Audio visual segmentation (AVS) aims to segment the sounding objects for each
frame of a given video. To distinguish the sounding objects from silent ones,
both audio-visual semantic correspondence and temporal interaction are
required. The previous method applies multi-frame cross-modal attention to
conduct pixel-level interactions between audio features and visual features of
multiple frames simultaneously, which is both redundant and implicit. In this
paper, we propose an Audio-Queried Transformer architecture, AQFormer, where we
define a set of object queries conditioned on audio information and associate
each of them to particular sounding objects. Explicit object-level semantic
correspondence between audio and visual modalities is established by gathering
object information from visual features with predefined audio queries. Besides,
an Audio-Bridged Temporal Interaction module is proposed to exchange sounding
object-relevant information among multiple frames with the bridge of audio
features.

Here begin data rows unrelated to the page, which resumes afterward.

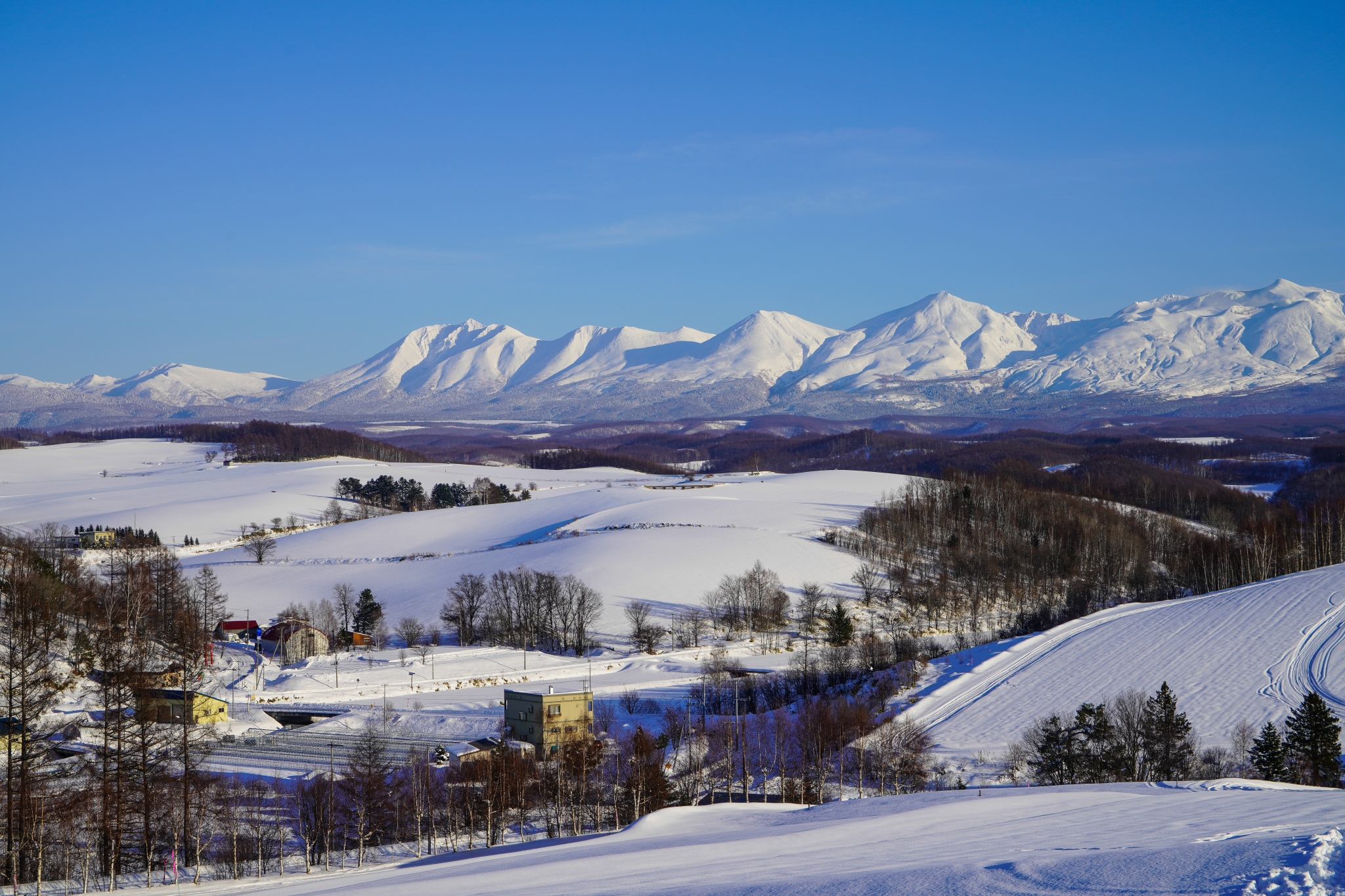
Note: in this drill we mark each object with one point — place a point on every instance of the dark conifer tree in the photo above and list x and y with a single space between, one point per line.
1313 738
1268 756
368 613
1053 759
1166 738
839 626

Extensive experiments are conducted on two AVS benchmarks to show
that our method achieves state-of-the-art performances, especially 7.1% M_J and
7.6% M_F gains on the MS3 setting.

我们提出了一种基于音频查询的 Transformer 架构 (AQFormer)，通过在视觉特征中利用预定义的音频查询聚集对象信息，建立了音频和视觉模态之间的明确的对象级语义对应关系，并提出了一种基于音频的时间交互模块来在多帧之间交换与声音对象相关的信息，实验结果证明我们的方法在两个 AVS 基准测试集上取得了最先进的性能，尤其在 MS3 设置上取得了 7.1% 的 M_J 增益和 7.6% 的 M_F 增益。